Recent developments: In November 2014, construction formally commenced on One Seaport Square, a $600 million pair of mixed-use towers that will hold 832 apartments and about 30 retail spots and entertainment venues. One of the two high-rises, the VIA, will include 96 innovation units in a separate wing, Boston.com reported. The efficient dwellings will be studios and one-bedrooms measuring 365 square feet to 685 square feet. The project will have the largest number of micro-units built to date in the city; it’s scheduled for completion in Summer 2017.
In March, leasing commenced at the Seaport District’s 100 Pier 4, Curbed Boston reported. Of the 359 units in the development, there are 50 innovation units spread over two floors, with apartments as small as 410 square feet. Rents for available units are priced from $2,524 per month.
US rank by population: 29
Density: 4,375 per square mile
Minimum unit size for new construction: About 150 square feet
Micro-unit policy: Ambiguous. Portland’s land use code does not establish a minimum dwelling unit size, according to a cross-city study that Seattle conducted in Summer 2014. Building code states that every efficiency dwelling unit must have a sleeping/living room measuring at least 220 square feet. Meanwhile, “group living” setups involve several sleeping rooms surrounding a shared kitchen.
Recent developments: The Eko Haus Freedom Center in the Pearl District was the first modern large-scale micro-unit community in the city.
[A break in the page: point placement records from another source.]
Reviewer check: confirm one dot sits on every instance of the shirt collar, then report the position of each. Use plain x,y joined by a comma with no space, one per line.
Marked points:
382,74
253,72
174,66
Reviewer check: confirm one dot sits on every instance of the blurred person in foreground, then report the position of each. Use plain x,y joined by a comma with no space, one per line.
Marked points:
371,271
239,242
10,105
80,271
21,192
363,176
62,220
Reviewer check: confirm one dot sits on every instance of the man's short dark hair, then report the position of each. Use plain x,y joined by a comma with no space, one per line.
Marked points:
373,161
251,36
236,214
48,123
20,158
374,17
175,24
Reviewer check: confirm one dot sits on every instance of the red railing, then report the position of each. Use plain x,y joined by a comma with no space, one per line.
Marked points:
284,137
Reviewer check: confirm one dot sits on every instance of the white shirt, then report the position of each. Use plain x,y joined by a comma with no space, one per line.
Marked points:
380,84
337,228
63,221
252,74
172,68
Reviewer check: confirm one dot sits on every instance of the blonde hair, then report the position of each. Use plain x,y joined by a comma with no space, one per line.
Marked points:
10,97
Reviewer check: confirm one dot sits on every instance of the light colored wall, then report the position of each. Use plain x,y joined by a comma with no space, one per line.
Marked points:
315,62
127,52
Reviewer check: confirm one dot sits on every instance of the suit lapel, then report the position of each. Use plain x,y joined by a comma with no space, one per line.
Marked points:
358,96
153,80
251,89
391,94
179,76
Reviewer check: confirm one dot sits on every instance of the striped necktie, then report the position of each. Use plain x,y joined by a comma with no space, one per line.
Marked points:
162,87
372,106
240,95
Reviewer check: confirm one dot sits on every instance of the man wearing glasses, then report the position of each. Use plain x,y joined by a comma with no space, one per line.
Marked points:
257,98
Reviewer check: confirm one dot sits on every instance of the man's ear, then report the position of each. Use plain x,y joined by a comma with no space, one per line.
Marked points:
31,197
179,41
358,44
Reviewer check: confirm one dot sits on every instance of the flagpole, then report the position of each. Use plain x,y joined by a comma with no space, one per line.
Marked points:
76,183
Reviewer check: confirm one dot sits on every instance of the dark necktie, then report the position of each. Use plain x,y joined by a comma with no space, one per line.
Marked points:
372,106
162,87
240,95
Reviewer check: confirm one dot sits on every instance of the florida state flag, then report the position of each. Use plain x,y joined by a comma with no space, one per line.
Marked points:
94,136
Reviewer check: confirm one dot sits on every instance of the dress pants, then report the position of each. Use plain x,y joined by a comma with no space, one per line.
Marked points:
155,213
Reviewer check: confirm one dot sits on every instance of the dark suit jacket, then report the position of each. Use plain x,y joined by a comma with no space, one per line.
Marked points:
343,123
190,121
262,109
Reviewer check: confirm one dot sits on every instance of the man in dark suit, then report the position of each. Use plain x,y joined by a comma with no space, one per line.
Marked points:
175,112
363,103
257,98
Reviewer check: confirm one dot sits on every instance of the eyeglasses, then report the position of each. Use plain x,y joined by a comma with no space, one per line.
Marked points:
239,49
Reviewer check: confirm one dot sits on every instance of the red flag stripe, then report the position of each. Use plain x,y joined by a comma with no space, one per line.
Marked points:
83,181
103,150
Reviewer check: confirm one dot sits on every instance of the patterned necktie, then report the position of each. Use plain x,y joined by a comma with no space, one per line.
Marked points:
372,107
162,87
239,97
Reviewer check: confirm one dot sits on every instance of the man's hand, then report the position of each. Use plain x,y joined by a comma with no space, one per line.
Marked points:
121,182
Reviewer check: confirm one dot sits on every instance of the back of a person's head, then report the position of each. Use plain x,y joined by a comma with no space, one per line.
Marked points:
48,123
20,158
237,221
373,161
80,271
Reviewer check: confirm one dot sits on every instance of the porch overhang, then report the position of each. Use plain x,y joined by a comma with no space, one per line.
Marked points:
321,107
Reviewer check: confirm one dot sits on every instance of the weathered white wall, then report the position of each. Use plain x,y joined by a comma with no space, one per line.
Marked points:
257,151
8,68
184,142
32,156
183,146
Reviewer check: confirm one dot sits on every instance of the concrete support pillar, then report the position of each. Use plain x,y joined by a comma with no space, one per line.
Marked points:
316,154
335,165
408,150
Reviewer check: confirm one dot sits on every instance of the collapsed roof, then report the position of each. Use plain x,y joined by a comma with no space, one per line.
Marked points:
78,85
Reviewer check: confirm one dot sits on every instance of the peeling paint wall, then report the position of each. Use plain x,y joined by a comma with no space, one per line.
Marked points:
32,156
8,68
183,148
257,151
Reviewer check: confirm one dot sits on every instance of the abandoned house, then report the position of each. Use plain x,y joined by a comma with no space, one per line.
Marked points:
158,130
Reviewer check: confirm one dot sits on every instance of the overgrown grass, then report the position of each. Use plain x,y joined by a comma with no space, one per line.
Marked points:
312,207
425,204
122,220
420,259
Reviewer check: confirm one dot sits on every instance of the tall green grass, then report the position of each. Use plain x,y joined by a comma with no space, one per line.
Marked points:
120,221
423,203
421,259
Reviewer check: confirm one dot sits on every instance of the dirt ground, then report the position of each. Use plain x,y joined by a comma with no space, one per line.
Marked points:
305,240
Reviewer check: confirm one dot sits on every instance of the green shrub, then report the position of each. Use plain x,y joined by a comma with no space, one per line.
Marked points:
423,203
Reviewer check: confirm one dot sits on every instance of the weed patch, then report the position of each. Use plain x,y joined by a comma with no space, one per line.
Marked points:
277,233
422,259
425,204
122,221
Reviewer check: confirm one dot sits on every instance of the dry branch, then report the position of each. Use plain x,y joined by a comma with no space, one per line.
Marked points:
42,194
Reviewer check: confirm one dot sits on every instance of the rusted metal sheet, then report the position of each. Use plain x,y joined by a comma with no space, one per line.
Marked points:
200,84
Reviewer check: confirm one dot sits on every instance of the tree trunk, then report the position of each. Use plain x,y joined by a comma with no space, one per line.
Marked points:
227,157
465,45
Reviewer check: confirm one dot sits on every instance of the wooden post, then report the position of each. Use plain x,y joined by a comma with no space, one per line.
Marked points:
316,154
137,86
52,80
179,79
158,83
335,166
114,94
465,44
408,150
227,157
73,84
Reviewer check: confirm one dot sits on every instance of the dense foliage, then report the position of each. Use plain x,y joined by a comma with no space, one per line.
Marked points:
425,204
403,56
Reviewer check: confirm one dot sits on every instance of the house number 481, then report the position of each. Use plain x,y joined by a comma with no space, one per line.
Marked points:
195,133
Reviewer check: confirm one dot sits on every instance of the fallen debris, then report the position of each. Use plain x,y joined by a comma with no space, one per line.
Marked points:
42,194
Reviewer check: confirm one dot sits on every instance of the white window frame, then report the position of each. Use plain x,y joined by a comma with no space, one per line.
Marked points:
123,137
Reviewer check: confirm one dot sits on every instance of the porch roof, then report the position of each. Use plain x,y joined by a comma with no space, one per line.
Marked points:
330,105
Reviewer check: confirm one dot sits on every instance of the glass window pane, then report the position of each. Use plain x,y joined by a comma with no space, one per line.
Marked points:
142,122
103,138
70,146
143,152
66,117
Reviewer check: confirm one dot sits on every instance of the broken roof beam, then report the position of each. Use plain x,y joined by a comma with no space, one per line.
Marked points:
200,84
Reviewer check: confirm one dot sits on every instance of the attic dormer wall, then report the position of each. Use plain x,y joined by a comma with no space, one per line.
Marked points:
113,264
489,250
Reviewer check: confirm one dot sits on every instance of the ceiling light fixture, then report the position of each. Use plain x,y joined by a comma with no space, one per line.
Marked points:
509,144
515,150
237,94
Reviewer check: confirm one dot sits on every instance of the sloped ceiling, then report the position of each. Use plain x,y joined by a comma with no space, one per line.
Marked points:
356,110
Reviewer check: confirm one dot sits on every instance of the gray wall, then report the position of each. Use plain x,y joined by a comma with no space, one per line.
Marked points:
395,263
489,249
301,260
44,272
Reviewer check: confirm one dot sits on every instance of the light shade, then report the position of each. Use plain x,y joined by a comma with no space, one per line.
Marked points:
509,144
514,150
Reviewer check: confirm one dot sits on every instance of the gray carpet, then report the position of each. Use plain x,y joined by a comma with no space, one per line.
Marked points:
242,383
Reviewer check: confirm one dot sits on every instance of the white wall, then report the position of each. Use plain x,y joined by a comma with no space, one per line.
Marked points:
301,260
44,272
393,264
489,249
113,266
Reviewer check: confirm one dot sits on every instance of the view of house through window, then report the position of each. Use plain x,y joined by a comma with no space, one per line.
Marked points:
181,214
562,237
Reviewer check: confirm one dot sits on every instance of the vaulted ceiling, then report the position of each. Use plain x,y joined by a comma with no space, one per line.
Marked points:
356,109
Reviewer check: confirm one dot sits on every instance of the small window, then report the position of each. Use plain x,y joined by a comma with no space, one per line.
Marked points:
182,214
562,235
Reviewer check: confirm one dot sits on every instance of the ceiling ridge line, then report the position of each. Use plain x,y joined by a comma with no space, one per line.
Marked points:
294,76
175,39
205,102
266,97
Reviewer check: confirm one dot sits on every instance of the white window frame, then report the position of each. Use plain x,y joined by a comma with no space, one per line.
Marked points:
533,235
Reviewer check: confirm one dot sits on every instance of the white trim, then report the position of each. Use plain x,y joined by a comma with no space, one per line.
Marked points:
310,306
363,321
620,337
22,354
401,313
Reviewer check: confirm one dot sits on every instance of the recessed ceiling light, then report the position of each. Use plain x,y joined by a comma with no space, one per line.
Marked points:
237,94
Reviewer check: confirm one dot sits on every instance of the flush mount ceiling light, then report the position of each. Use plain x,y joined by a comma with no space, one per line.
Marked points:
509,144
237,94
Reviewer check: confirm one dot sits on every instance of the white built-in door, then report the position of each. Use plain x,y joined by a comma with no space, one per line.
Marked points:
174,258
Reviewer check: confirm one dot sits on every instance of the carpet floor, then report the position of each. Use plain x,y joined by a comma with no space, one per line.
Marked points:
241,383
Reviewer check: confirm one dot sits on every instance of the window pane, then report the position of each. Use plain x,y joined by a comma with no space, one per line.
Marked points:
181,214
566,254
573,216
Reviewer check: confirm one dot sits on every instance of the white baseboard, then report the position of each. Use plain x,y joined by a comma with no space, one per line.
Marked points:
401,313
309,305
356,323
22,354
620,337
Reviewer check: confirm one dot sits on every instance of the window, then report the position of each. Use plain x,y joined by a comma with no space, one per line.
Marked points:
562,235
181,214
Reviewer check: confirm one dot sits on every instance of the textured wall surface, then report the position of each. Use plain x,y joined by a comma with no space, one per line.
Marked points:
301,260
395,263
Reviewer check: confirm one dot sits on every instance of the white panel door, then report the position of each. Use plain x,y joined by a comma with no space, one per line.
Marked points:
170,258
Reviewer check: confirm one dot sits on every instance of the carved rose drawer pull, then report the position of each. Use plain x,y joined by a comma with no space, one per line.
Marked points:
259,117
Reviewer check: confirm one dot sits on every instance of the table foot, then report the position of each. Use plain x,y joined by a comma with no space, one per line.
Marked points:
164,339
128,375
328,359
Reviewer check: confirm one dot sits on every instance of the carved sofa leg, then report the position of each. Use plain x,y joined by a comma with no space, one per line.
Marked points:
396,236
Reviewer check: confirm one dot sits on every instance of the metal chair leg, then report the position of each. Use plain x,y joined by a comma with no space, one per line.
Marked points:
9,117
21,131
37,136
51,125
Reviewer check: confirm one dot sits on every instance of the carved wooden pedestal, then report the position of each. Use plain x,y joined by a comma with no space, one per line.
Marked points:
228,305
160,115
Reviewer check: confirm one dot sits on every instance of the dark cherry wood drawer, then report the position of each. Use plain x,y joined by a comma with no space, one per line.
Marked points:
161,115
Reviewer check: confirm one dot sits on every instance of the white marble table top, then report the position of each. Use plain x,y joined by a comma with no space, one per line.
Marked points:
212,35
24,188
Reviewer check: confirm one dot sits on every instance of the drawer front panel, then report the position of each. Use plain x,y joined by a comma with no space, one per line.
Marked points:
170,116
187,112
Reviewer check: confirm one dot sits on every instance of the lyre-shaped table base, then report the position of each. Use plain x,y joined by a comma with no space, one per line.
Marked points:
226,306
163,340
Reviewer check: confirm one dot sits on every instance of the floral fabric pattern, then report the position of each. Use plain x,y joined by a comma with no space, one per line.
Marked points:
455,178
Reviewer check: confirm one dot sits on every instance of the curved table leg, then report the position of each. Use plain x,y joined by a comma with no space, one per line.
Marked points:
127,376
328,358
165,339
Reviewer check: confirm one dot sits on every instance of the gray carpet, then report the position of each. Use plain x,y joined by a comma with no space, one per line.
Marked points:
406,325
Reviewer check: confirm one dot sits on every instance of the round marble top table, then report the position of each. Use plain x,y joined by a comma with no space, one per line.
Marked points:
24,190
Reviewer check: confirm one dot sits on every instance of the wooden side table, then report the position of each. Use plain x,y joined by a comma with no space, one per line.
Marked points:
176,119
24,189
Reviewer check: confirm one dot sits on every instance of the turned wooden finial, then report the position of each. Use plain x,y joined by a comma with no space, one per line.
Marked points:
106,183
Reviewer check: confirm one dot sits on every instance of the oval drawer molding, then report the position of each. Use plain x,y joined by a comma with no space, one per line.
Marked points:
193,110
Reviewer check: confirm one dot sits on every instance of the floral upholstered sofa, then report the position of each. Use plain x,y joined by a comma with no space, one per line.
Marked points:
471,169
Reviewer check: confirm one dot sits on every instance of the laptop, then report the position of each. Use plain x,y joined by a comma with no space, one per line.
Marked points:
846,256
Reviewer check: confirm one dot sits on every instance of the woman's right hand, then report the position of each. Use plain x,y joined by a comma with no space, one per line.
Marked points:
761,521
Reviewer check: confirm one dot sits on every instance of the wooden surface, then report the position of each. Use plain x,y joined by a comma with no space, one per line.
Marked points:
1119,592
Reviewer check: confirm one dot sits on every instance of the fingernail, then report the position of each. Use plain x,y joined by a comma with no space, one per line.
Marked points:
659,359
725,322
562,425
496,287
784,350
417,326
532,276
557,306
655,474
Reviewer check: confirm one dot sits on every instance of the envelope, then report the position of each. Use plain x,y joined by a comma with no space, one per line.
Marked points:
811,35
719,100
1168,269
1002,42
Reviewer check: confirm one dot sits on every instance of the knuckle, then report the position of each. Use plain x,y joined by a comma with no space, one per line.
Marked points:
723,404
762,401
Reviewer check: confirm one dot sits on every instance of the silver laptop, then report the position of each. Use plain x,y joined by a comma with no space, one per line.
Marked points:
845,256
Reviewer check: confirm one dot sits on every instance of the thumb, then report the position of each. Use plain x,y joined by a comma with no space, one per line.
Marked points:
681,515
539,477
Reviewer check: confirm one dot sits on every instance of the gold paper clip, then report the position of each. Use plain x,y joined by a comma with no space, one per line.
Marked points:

The building opened in March 2013, with studios measuring between 267 to 385 square feet, KGW reported. At the time of launch, rent ranged from $785 to $1,050 per month. The studios are fitted with 9.5-foot to 14-foot ceilings, Juliet balconies in every unit, ceiling fans and granite kitchen countertops. Select apartments even have walk-out balconies. Amenities include free WiFi, laundry facilities, lounge, bicycle storage and a game room. Below is the floorplan for the “Ballard” units, which are the smallest in the building:
Rendering via freedomcenterliving.com
Footprint Investments, which has built several compact housing developments in the Seattle area, is also making micro-moves in Portland. The developer has two four-story projects in the works at 2250 NW Thurman Street and 1525 N.E. 41st Avenue, The Oregonian reported. Each building, rising on a traditional single-family lot, would essentially replace a house with 56 “group living” bedrooms with shared kitchens. The average living space would measure about 200 square feet. Footprint Thurman at Thurman Street is slated to open in Spring 2016, while Footprint Hollywood at NE 41st Avenue will be completed in Spring 2016.
In mid-March, Riverland Homes Inc. filed permits for a five-story micro-unit apartment building at 3116 N. Vancouver Avenue, according to The Oregonion. The existing house at the lot would be torn down.